Notice that Jesus goes up a mountain. I don't want to expand too much on that. Mountains are sometimes significant in the history of redemption. Revelation is often revealed to some of God's choicest servants on a mountain. Perhaps it's just as simple that Jesus needed to get away from the crowd, but notice what He does there. It's on this mountain that He summons those to be with Him. Mark doesn't elaborate on it, but the other gospels elaborate on it a great deal, Luke especially, that on this mountain Jesus spends time in prayer, and from Luke's account He spends the whole night in prayer. And He actually summons or appoints or ordains these twelve to be His disciples in the morning.

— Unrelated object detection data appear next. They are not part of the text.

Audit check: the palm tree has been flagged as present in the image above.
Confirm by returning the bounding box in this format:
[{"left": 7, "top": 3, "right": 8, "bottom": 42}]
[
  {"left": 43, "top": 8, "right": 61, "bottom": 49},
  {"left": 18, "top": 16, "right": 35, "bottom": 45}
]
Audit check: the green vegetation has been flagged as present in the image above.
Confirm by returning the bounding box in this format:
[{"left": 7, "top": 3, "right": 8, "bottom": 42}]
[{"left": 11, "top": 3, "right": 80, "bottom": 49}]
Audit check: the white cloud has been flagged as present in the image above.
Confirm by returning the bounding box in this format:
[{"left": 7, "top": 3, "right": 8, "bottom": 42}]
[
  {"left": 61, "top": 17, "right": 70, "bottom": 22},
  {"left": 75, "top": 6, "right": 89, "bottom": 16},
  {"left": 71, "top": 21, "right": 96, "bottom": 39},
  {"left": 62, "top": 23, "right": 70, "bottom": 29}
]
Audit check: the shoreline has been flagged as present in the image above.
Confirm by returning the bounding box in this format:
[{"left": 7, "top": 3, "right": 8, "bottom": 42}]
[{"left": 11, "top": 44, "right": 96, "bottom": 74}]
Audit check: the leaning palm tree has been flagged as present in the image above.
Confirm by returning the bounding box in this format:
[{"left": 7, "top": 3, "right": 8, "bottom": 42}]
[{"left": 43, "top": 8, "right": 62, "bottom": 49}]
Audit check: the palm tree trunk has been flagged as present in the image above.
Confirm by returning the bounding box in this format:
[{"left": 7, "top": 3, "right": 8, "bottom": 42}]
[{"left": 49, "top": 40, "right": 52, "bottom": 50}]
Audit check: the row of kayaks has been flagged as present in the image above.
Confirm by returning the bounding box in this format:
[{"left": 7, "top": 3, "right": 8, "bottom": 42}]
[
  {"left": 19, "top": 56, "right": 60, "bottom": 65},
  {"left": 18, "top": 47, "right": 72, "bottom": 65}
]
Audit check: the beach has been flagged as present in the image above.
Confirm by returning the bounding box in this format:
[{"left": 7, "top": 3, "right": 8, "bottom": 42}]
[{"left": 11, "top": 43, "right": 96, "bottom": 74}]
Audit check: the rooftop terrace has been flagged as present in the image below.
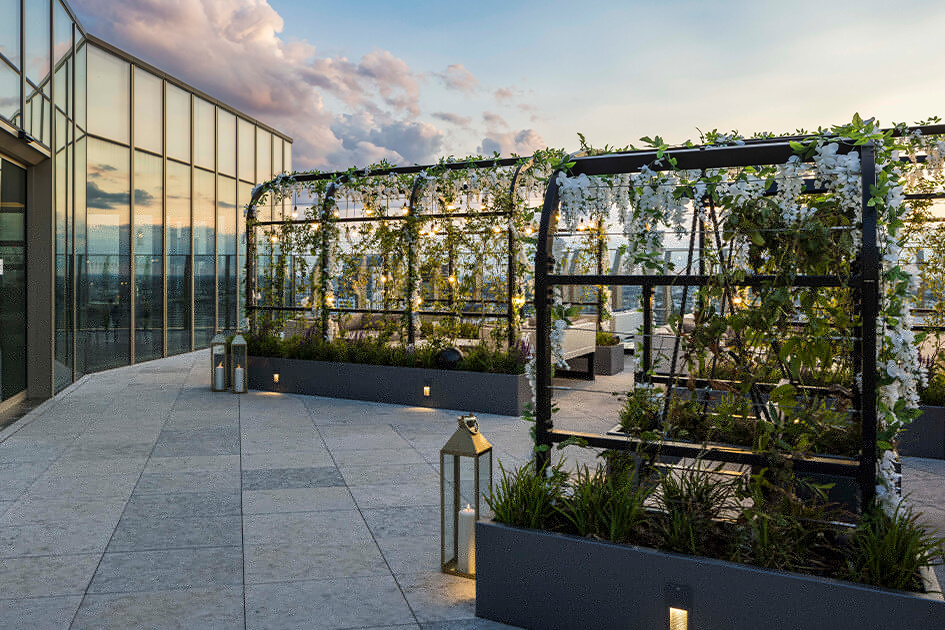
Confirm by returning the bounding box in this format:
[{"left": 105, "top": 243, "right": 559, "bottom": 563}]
[{"left": 0, "top": 351, "right": 945, "bottom": 630}]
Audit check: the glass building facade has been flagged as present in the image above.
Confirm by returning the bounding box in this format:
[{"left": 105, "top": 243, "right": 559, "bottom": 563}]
[{"left": 0, "top": 0, "right": 292, "bottom": 404}]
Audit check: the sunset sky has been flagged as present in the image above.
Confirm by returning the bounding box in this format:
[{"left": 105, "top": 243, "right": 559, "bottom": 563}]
[{"left": 71, "top": 0, "right": 945, "bottom": 170}]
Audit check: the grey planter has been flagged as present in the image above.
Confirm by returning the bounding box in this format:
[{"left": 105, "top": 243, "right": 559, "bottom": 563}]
[
  {"left": 594, "top": 343, "right": 623, "bottom": 376},
  {"left": 476, "top": 521, "right": 945, "bottom": 630},
  {"left": 897, "top": 405, "right": 945, "bottom": 459},
  {"left": 248, "top": 357, "right": 532, "bottom": 416}
]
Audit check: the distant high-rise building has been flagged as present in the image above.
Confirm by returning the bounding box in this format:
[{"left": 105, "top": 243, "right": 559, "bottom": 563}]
[{"left": 0, "top": 0, "right": 292, "bottom": 405}]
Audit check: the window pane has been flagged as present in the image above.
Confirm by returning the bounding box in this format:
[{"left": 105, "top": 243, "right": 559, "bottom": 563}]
[
  {"left": 88, "top": 46, "right": 131, "bottom": 144},
  {"left": 135, "top": 255, "right": 164, "bottom": 363},
  {"left": 217, "top": 109, "right": 236, "bottom": 177},
  {"left": 86, "top": 138, "right": 131, "bottom": 256},
  {"left": 272, "top": 136, "right": 284, "bottom": 177},
  {"left": 0, "top": 61, "right": 20, "bottom": 122},
  {"left": 236, "top": 182, "right": 253, "bottom": 322},
  {"left": 53, "top": 2, "right": 72, "bottom": 67},
  {"left": 237, "top": 118, "right": 256, "bottom": 184},
  {"left": 0, "top": 160, "right": 26, "bottom": 400},
  {"left": 194, "top": 169, "right": 216, "bottom": 254},
  {"left": 80, "top": 139, "right": 131, "bottom": 372},
  {"left": 0, "top": 0, "right": 20, "bottom": 69},
  {"left": 134, "top": 68, "right": 164, "bottom": 153},
  {"left": 75, "top": 40, "right": 88, "bottom": 130},
  {"left": 24, "top": 0, "right": 49, "bottom": 86},
  {"left": 217, "top": 176, "right": 237, "bottom": 330},
  {"left": 253, "top": 128, "right": 272, "bottom": 184},
  {"left": 166, "top": 159, "right": 191, "bottom": 355},
  {"left": 194, "top": 169, "right": 216, "bottom": 348},
  {"left": 194, "top": 98, "right": 216, "bottom": 171},
  {"left": 134, "top": 151, "right": 164, "bottom": 256},
  {"left": 166, "top": 83, "right": 190, "bottom": 164}
]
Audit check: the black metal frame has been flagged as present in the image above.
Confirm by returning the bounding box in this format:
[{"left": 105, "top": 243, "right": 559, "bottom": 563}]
[
  {"left": 535, "top": 135, "right": 888, "bottom": 505},
  {"left": 246, "top": 157, "right": 533, "bottom": 348}
]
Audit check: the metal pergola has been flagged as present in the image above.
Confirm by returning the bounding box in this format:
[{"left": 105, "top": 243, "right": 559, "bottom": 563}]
[
  {"left": 535, "top": 125, "right": 945, "bottom": 505},
  {"left": 246, "top": 157, "right": 533, "bottom": 348}
]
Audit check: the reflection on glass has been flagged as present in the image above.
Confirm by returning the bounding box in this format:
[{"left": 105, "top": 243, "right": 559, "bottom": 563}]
[
  {"left": 194, "top": 169, "right": 216, "bottom": 349},
  {"left": 236, "top": 182, "right": 253, "bottom": 322},
  {"left": 23, "top": 0, "right": 49, "bottom": 85},
  {"left": 0, "top": 60, "right": 20, "bottom": 122},
  {"left": 254, "top": 127, "right": 272, "bottom": 184},
  {"left": 135, "top": 256, "right": 164, "bottom": 363},
  {"left": 217, "top": 109, "right": 236, "bottom": 177},
  {"left": 70, "top": 136, "right": 88, "bottom": 378},
  {"left": 134, "top": 151, "right": 164, "bottom": 362},
  {"left": 87, "top": 46, "right": 131, "bottom": 144},
  {"left": 217, "top": 176, "right": 237, "bottom": 330},
  {"left": 0, "top": 160, "right": 26, "bottom": 400},
  {"left": 164, "top": 160, "right": 191, "bottom": 355},
  {"left": 194, "top": 255, "right": 216, "bottom": 349},
  {"left": 236, "top": 118, "right": 256, "bottom": 184},
  {"left": 134, "top": 151, "right": 164, "bottom": 256},
  {"left": 134, "top": 68, "right": 164, "bottom": 153},
  {"left": 79, "top": 138, "right": 131, "bottom": 372},
  {"left": 86, "top": 138, "right": 131, "bottom": 255},
  {"left": 75, "top": 39, "right": 88, "bottom": 130},
  {"left": 194, "top": 98, "right": 216, "bottom": 170},
  {"left": 165, "top": 83, "right": 190, "bottom": 164},
  {"left": 0, "top": 0, "right": 20, "bottom": 69}
]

Jesus needed to pray. What an extraordinary thing that is that the eternal Son of God who thought it not robbery to be equal with God, who was very God of very God, and yet in His incarnate condition as a man, before an event of immense significance and immense importance, spends this evening in prayer. Now Jesus didn't do that every night. Jesus went to bed and slept like the rest of us do. But there were special occasions, and this apparently was one of them when before the appointing of the twelve, He spends the night in prayer.

But notice also that they were chosen by Christ. Verse 13, "He went up to the mountain and summoned those whom He Himself wanted, and they came to Him." The choice is a deliberate choice of Jesus. That's unusual. In these times it was the norm for a disciple to attach himself to someone. Apparently, that seems to be the way that John the Baptist had his disciples: They attached themselves to him. They saw something in John, and they were moved by his preaching, and they became his disciples. It was a voluntary act of theirs. But it's not that here. Jesus does this appointing. He calls them. He summons them. He says to Simon and Andrew and James and John and Matthew and Thaddaeus and the others, 'You come and be My disciples.' "You did not choose Me," He will say to them, "but I chose you and appointed you to go and bear fruit." In the upper room He will remind them on several occasions, "I have chosen you out of the world." By a deliberate choice of Jesus, these twelve were appointed.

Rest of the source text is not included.